WOLVERINE – Anomalies
2026 (Music Theories) - Stil: Atmospheric Light Prog
Ganze zehn Jahre nach ´Machina Viva´ melden sich Stefan Zell und seine Mitstreiter mit einem neuen Longplayer zurück. Zwischendrin konnten wir uns nur mit der 4-Track EP ´A Darkened Sun´ die Zeit vertreiben. Geändert hat sich an den markanten, atmosphärisch ruhigen Semi-Prog-Kompositionen der Band von der mittelschwedischen Ostküste indes wenig. Man bekommt genau das was man erwartet hat: tiefgehende und melodische, stark auf die Gesangslinien fokussierte Kost.
So findet man sich aufgrund der überschaubaren Komplexität gleich gut zurecht. ´A Sudden Demise´ und das insgesamt hittige ´Nightfall´ beginnen unterstützend dafür direkt textlich mit der Titelgebung.
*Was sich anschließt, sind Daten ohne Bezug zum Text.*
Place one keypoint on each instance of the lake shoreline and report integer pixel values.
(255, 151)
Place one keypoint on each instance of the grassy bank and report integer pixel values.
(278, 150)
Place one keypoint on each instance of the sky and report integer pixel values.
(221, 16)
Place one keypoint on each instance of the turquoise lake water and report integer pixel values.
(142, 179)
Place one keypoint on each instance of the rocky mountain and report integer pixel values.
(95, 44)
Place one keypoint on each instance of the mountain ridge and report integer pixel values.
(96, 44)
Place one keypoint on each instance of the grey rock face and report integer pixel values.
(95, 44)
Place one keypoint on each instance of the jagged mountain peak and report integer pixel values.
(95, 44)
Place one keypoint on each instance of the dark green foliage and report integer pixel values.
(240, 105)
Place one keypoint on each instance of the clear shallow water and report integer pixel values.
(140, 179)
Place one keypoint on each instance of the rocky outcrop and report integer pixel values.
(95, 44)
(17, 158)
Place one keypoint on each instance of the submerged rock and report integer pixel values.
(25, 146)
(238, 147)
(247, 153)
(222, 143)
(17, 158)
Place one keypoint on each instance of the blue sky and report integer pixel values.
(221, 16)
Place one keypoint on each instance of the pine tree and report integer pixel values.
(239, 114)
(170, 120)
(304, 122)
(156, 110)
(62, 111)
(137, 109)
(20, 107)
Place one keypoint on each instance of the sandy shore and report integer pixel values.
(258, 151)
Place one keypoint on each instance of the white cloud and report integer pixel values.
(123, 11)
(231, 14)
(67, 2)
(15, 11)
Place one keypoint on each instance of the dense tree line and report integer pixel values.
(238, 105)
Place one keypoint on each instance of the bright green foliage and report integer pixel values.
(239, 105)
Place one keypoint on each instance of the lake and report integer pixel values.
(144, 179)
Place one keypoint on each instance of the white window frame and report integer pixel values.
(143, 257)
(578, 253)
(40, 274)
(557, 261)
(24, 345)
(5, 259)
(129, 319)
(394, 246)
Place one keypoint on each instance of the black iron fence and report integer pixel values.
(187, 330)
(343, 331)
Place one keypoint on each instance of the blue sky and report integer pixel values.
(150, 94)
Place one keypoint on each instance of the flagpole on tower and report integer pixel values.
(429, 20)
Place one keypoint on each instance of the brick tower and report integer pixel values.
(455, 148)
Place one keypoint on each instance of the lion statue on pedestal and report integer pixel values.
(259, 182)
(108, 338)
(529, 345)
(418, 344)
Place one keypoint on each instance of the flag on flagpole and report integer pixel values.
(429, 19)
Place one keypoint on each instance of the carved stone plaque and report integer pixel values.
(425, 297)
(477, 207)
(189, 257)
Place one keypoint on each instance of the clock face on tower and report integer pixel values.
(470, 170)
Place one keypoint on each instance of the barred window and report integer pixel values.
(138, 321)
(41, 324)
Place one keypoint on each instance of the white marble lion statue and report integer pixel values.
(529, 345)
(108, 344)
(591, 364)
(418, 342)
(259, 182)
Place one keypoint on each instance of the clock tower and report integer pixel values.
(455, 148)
Eine kleine, mir jedenfalls bislang nicht derart aufgefallene Anomalie bietet ´This World And All It Dazzling Lights´. Der schon immer cineastische Sound atmet hier eine fast schon unheimliche Nähe zur US Indie Legende DREDG. Als weiteres Highlight sei noch ´Losing Game´ genannt, das sich über wundervolle Aufbauten zu einem großartigen langen Refrain empor schwingt und auch instrumental mal ausufernde Momente zulässt.
Fans der Band bekommen auf diesem Album mit 9 neuen Songs insgesamt viel zu fressen und müssen daher nicht aggressiv werden, auch wenn sich nicht bei allen Songs Magie einstellt. Insgesamt ein starkes Album, dem aber 1-2 Überraschungen in Richtung echter Anomalien noch besser zu Gesicht gestanden hätten.